From pop culture references to comical catch phrases, crazy horse names in the Kentucky Derby have been used to add excitement to the race.
Even though owners have created some electrifying and witty names there are some limitations to what they can use. In order to get approval from The Jockey Club, names must not exceed more than 18 characters, you can not use a racetrack or top tier race as an inspiration for the name and you must receive written consent to name your horse after a living person. On top of that, you can not have a repeat name out of the hundreds of thousands of horses in the history of horse racing. With that being said, owners have gotten creative and given us some entertaining names.
I’ll Have Another
The 2012 Kentucky Derby winner I’ll Have Another has a comical name origin story. Canadian owner J. Paul Reddam explained that he named the colt after the reply he gives his wife when she asks if he wants more of her fresh baked cookies. I think a lot of spouses can relate to this one.
Any Given Saturday
The inspiration for the Todd Pletcher trained horse came from the well-known football movie “Any Given Sunday”. In that movie, Al Pacino delivered a famous motivational speech to his players before a big game about how life is a game of inches. The speech is quite fitting for horse racing given how horses can win by a nose. However, it ended up not being a game of inches for Any Given Saturday as he placed eighth in the 2007 Kentucky Derby.
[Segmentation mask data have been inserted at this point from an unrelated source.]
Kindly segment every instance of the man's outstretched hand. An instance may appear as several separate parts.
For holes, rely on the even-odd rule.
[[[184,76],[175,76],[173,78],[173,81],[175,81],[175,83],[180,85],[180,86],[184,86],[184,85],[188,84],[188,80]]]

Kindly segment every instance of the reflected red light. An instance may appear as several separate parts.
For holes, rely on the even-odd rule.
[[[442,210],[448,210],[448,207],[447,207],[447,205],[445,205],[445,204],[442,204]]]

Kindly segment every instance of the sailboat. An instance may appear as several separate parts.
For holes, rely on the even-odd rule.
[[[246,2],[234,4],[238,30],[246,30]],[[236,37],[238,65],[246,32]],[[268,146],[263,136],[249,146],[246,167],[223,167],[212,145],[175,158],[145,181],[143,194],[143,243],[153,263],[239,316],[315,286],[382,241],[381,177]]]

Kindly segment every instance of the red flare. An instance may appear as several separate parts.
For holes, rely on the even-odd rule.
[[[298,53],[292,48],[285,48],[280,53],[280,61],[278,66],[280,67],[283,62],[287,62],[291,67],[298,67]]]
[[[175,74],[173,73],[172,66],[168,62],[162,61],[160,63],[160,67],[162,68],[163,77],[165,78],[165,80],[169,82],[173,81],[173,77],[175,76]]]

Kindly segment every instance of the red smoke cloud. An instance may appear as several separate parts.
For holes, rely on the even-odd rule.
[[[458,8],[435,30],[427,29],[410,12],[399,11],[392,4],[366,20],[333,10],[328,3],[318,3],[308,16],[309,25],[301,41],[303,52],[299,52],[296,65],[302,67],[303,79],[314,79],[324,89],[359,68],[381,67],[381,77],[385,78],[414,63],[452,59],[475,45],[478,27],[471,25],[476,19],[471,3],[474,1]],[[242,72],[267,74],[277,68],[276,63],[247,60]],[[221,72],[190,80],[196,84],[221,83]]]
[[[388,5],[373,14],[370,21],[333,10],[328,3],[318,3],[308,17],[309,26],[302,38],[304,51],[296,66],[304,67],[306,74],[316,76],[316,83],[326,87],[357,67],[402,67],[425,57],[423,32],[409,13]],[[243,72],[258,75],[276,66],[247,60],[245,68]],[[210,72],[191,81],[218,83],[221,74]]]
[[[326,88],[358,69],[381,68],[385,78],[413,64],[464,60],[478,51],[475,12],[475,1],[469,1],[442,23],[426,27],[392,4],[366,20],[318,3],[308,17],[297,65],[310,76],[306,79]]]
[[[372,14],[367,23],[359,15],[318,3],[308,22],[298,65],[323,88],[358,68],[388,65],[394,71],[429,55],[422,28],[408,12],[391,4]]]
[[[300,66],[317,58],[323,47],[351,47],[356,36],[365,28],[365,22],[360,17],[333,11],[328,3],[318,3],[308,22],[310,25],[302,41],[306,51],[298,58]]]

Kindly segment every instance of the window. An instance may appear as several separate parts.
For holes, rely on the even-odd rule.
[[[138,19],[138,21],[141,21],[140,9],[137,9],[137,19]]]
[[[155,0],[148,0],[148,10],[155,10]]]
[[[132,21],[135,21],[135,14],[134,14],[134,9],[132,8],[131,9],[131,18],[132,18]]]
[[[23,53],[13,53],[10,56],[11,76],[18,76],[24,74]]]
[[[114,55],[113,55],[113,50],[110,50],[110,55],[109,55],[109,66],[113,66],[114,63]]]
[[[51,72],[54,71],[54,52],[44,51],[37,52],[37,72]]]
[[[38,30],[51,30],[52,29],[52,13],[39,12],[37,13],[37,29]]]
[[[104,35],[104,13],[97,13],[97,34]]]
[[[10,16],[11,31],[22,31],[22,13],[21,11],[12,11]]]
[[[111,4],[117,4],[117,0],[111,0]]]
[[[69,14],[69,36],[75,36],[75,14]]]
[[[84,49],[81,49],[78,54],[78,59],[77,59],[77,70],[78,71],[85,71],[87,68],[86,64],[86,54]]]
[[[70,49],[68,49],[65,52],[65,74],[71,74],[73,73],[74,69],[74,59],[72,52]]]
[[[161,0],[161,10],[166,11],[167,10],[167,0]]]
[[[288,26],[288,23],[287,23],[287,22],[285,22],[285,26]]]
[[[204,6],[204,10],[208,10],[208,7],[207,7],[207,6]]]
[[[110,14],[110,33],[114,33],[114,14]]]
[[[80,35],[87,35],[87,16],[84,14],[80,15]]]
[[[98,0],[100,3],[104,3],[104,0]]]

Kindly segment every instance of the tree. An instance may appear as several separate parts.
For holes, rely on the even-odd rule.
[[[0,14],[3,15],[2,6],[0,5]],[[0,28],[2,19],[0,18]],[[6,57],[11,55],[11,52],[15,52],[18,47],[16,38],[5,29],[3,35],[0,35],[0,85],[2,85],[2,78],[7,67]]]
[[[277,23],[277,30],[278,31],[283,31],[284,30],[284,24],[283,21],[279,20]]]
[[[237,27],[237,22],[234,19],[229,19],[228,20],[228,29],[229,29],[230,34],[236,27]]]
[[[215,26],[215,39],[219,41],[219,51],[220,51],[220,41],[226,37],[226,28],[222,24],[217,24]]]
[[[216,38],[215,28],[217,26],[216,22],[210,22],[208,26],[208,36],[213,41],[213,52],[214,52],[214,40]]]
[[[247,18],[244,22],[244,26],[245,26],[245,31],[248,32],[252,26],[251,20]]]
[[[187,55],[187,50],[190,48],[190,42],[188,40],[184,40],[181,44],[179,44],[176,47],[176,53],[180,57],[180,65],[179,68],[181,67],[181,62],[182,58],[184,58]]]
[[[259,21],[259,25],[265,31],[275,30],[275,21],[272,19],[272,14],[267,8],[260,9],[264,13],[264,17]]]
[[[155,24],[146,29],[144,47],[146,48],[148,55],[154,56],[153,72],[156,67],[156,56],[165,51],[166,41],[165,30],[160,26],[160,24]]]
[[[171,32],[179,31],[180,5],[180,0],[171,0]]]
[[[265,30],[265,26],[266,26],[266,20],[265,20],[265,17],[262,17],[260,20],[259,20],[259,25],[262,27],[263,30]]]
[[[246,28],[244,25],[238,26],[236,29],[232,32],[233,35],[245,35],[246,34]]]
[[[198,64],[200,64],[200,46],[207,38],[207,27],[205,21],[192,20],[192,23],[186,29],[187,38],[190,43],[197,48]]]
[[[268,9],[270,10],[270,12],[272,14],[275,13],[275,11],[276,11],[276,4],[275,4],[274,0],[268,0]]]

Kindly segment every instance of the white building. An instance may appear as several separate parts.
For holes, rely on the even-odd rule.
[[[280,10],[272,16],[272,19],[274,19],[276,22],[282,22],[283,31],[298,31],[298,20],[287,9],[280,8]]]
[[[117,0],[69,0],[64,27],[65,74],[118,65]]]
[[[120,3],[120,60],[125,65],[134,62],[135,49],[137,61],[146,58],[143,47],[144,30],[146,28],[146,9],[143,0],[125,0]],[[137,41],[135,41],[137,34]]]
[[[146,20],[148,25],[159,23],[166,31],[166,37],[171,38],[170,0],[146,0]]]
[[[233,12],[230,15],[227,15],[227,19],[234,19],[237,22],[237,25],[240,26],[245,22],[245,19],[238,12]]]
Palace Malice’s name was inspired by one of the most infamous days in NBA history. In a 2004 November game between the Indiana Pacers and Detroit Pistons, Ron Artest and Ben Wallace got into a scuffle with under a minute left in the game. The small fight quickly grew into a frenzy in the stands involving numerous fans and players. At the end of the day, nine players were suspended for a total of 146 games, and 5 players and 5 fans were hit with an assault charge. Nine years later Palace Malice ran in the 2013 Kentucky Derby without putting up a fight finishing in 12th place.
Pistols and Roses
The name comes from a combination of two of the best 1970s and 1980s rock bands, Guns N’ Roses and the Sex Pistols. The Sex Pistols were one of the most influential bands and played a critical role in the progression of punk rock. Their only studio album recorded, Never Mind the Bollocks, is considered one of the best of all time. Guns N’ Roses “Sweet O’ Child of Mine” reached number one on the Billboard Hot 100 in 1988. GNR still goes on tour to this day after 36 years since it was formed. Rock n Roll fans were disappointed as Pistols and Roses ended up finishing in 16th place.
The Winner and Triple Crown
The owners of these horses went with a bold strategy in the naming process. They tried to speak a Kentucky Derby win into existence. Ironically, The Winner finished 7th out of 8 horses in the 1896 Kentucky Derby, and Triple Crown finished 17th in the 1974 Kentucky Derby. Let’s just say it might be a bad omen to claim your horse as a winner before actually running in the race.
Honorable Mention: While this race was not the Kentucky Derby, it is too good to leave off this list. In 2010 at Monmouth Park, announcer Larry Collmus had one of the funniest calls in history. Mywifenosevrything and Thewifedoesntknow faced off in a heated battle down the stretch that was almost too good to be true.